Q&A With WriteByNight Owner Justine Tal Goldberg

 

Justine Tal Goldberg Website1 Q&A With Justine Tal GoldbergWriteByNight owner Justine Tal Goldberg is an award-winning writer and editor of both fiction and nonfiction. Her short stories have appeared in Anomalous Press, Whiskey Island, Fringe Magazine, and other publications. Her journalistic work has appeared in Austin Monthly, the Texas Observer, and The Review Review, among others. She holds an MFA in creative writing and has provided writing instruction at Vassar College and Emerson College.

 

 

 

 

Where are you from?

Westchester, New York

 

Where did you study?

Vassar College undergrad where I earned a B.A. in English with a concentration in Creative Writing, then Emerson College for my MFA in Creative Writing.

 

How did you get your start as a writer?

While living in Boston, I stumbled across a Craigslist ad seeking writers for a local lifestyle magazine, no pay. Who cared about pay? I would be writing for an audience instead of for my mother and father–who have been very encouraging, by the way. So I applied and got the job and wrote my heart out. That was the beginning of my love affair with freelance journalism.
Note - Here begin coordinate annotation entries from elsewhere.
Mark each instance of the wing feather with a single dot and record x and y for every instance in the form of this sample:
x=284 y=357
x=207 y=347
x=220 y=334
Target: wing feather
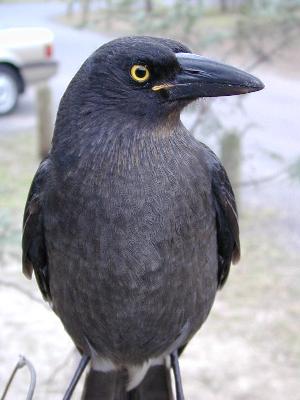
x=33 y=241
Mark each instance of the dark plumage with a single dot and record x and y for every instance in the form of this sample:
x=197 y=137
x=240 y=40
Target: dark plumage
x=130 y=224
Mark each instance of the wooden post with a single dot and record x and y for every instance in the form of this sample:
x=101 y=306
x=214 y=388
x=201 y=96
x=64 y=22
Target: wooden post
x=44 y=117
x=231 y=158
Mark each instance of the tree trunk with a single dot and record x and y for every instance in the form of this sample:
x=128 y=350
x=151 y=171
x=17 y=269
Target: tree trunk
x=224 y=6
x=70 y=8
x=45 y=122
x=85 y=9
x=148 y=6
x=231 y=158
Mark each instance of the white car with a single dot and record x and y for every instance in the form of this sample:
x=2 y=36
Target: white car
x=26 y=57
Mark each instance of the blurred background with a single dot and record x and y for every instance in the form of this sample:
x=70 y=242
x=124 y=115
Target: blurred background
x=249 y=347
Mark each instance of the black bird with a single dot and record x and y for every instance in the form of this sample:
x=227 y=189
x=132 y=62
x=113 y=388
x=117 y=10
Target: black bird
x=131 y=224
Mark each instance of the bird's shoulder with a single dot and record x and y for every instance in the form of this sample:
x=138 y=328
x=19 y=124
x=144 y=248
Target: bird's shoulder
x=34 y=250
x=226 y=215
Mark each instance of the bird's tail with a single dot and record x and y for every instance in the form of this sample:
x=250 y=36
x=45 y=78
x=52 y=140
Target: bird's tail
x=112 y=386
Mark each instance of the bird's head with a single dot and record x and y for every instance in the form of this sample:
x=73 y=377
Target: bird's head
x=151 y=78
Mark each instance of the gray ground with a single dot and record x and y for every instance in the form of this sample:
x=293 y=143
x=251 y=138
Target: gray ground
x=249 y=348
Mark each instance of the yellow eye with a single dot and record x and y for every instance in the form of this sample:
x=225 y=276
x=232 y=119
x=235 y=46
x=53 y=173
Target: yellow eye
x=140 y=73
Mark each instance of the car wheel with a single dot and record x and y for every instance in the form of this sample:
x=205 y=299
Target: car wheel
x=8 y=89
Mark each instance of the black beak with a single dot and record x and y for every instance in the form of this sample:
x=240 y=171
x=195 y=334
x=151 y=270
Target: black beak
x=202 y=77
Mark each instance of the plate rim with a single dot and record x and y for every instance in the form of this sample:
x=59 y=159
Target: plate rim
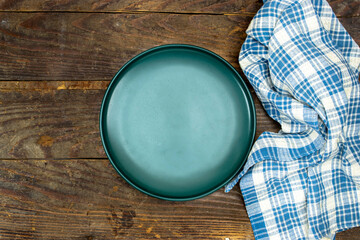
x=240 y=82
My fiction writing dates back to my childhood. I can’t remember a time when I wasn’t making up stories.

 

Who are some of your influences?

Oh boy, what a question. Flannery O’Connor, Raymond Carver, Tobias Wolff, Paul Auster, Mary Gaitskill, Mary Shelley (yup, it’s true), Ernest Hemingway, Tim O’Brien, Kevin Brockmeier, and Matthew Lewis, a little known 18th-century novelist whose work I adore. Read The Monk if you’re feeling adventurous.

 

What is your favorite thing about educating writers at WBN?

Showing them that they’re not alone. Writing is a solitary business but it doesn’t have to be painfully so. It’s incredibly rewarding to lead a writer through the process, from the seed of an idea to a polished manuscript, and witness the tremendous satisfaction that follows.

 

What is your favorite word and why?

Precipice. Go ahead, give it a try. How much fun is that?

 

What’s the last movie you saw that was based on a book and how was it?

Jane Eyre. This film actually upset me. When you take one of the strongest female characters in literature and rush her love story so that she appears pathetic, you’ve found an enemy in me.

 

Any words of wisdom for aspiring writers?

Thinking counts as writing, but only if you make time for the writing too.